Il s’agit de permettre aux personnes détenues et n’étant pas frappées d’une incapacité électorale de faire valoir un « droit d’option » pour voter par correspondance, sous pli fermé, plutôt que par procuration ou en se voyant accorder un droit de sortie. La raison pour laquelle le décret a été pris si rapidement est que les détenus n’ont que jusqu’au 4 avril pour faire leur choix – date au-delà de laquelle celui-ci ne sera plus recevable. Ce choix est irrévocable, et les détenus qui le font sont informés qu’ils ne pourront plus voter dans leur commune, ni par correspondance ni à l’urne.

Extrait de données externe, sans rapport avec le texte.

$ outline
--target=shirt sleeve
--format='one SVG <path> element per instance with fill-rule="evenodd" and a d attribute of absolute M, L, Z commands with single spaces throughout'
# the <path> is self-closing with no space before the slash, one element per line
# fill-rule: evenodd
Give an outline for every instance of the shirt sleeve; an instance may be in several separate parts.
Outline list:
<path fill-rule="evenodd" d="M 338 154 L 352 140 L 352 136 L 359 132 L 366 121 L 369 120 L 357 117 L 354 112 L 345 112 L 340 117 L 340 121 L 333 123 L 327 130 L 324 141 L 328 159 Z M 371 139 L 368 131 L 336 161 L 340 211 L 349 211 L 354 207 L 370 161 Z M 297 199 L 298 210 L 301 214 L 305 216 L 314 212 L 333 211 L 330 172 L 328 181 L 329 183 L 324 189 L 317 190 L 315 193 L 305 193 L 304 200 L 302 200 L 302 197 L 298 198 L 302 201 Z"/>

C’est en cela que cette disposition concerne les maires, qui vont devoir mentionner sur la liste électorale de leur commune que les personnes concernées ne peuvent pas y voter.

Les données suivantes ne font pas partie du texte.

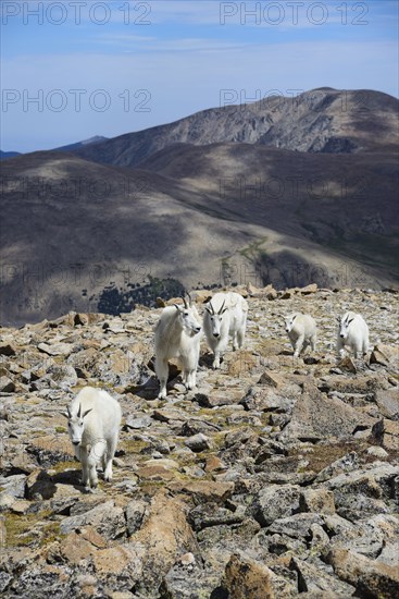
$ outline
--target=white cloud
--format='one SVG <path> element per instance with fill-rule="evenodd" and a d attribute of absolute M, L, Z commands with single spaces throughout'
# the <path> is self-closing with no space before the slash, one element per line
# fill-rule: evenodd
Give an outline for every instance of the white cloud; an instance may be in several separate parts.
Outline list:
<path fill-rule="evenodd" d="M 209 40 L 175 40 L 159 52 L 132 54 L 65 54 L 20 57 L 3 62 L 3 87 L 30 97 L 43 90 L 43 110 L 23 98 L 2 113 L 2 149 L 33 150 L 88 138 L 115 136 L 177 120 L 220 105 L 221 89 L 237 93 L 238 101 L 264 97 L 272 89 L 287 95 L 291 89 L 331 86 L 341 89 L 374 88 L 398 94 L 394 42 L 320 41 L 258 44 L 240 48 L 220 45 L 217 51 L 190 52 L 205 48 Z M 152 40 L 150 40 L 152 44 Z M 202 46 L 203 44 L 203 46 Z M 180 51 L 175 51 L 179 47 Z M 209 47 L 212 47 L 209 46 Z M 4 85 L 7 82 L 7 85 Z M 57 112 L 65 94 L 65 110 Z M 85 89 L 80 111 L 74 110 L 71 89 Z M 107 96 L 110 106 L 101 112 Z M 148 90 L 147 96 L 145 91 Z M 259 90 L 259 91 L 258 91 Z M 50 94 L 50 96 L 49 96 Z M 138 94 L 138 96 L 135 96 Z M 126 99 L 129 110 L 126 110 Z M 51 105 L 52 102 L 52 105 Z M 50 108 L 49 108 L 50 106 Z M 140 111 L 149 108 L 150 111 Z"/>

Modification de la liste d’émargement
Cette procédure est grandement facilitée par l’existence du nouveau répertoire électoral unique, géré centralement par l’Insee. Voici quelle est la procédure.
Les détenus concernés ont reçu l’information qu’ils peuvent demander le vote par correspondance, et il leur a été remis un formulaire spécifique. Une fois rempli, le formulaire est remis (avant le 4 avril) « en mains propres » au chef d’établissement qui, une fois vérifiée l’identité du détenu, transmet le document à une commission électorale spéciale composée de magistrats et de représentants des ministères de la Justice et de l’Intérieur. Cette commission envoie le formulaire à l’Insee, « au plus tard le 12 avril 2019 à midi ». L’Insee vérifiera alors que la personne est inscrite sur une liste électorale, et retransmettra l’information à la commission au plus tard le 29 avril. La commission arrêtera alors la liste des personnes admises à voter par correspondance, le 30 avril, et la retransmettra à l’Insee.

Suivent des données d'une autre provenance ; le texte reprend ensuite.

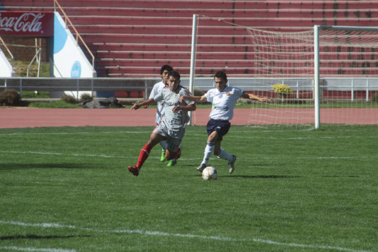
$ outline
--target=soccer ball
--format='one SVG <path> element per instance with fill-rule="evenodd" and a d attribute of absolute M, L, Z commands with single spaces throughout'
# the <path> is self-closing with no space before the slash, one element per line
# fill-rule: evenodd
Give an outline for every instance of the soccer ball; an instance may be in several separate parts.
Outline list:
<path fill-rule="evenodd" d="M 203 179 L 203 180 L 208 181 L 216 179 L 217 177 L 218 172 L 216 172 L 216 169 L 212 166 L 208 166 L 202 171 L 202 179 Z"/>

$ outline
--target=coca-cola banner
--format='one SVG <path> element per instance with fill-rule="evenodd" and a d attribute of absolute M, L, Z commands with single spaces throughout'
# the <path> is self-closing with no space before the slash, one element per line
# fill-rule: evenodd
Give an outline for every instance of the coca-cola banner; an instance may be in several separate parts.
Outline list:
<path fill-rule="evenodd" d="M 0 36 L 50 36 L 54 12 L 0 11 Z"/>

C’est ce dernier qui se chargera alors de communiquer les informations aux maires, « sans délai », par l’intermédiaire du système de gestion du répertoire électoral unique. « Le maire (…) porte à l’encre rouge au droit du nom de l’électeur concerné sur la liste d’émargement la mention ‘’ne vote pas dans la commune’’ », précise le décret. Si la liste d’émargement est informatisée, il est possible d’inscrire la mention en noir, mais « sous réserve que les caractères utilisés se distinguent avec netteté de ceux qui sont utilisés pour l’édition des autres indications figurant sur la liste ».
Il s’agit évidemment d’empêcher toute possibilité de double vote.
Une liste électorale spéciale des personnes concernées est donc constituée, et les enveloppes de vote par correspondance seront adressés centralement à la commission spéciale, au ministère de la Justice, qui se chargera des contrôles et du dépouillement.
Les autres possibilités
Ces dispositions ne remettent pas en cause les autres options qui sont ouvertes aux détenus, si ceux-ci les choisissent : le vote par procuration (effectué par un mandataire « inscrit dans la même commune que le mandant ») ou le vote à l’urne, dans sa commune, en cas de droit de sortie – accordé pour le jour du scrutin aux personnes purgeant une peine de moins de 5 ans ou une peine de plus de 5 ans dont ils ont déjà effectué la moitié.
Concernant les procurations, la circulaire publiée ce matin rappelle qu’il peut être difficile à des personnes détenues parfois à l’autre bout du pays de trouver un mandataire dans leur commune de rattachement. Les établissements pénitentiaires sont encouragés à prendre contact avec les maires concernés afin que ceux-ci, « en faisant appel à l’esprit civique de ses administrés », puissent proposer le nombre de mandataires nécessaires. Ce qui n’est pas si simple – pour ne pas dire plus – puisque ceux-ci devront rencontrer le détenu « dans l’établissement », afin d’établir le lien de confiance « nécessaire à l’établissement d’une procuration ».
Les procurations sont ensuite les mêmes que pour tous les autres cas : elles font l’objet d’un formulaire Cerfa qui doit être adressé au maire de la commune de rattachement.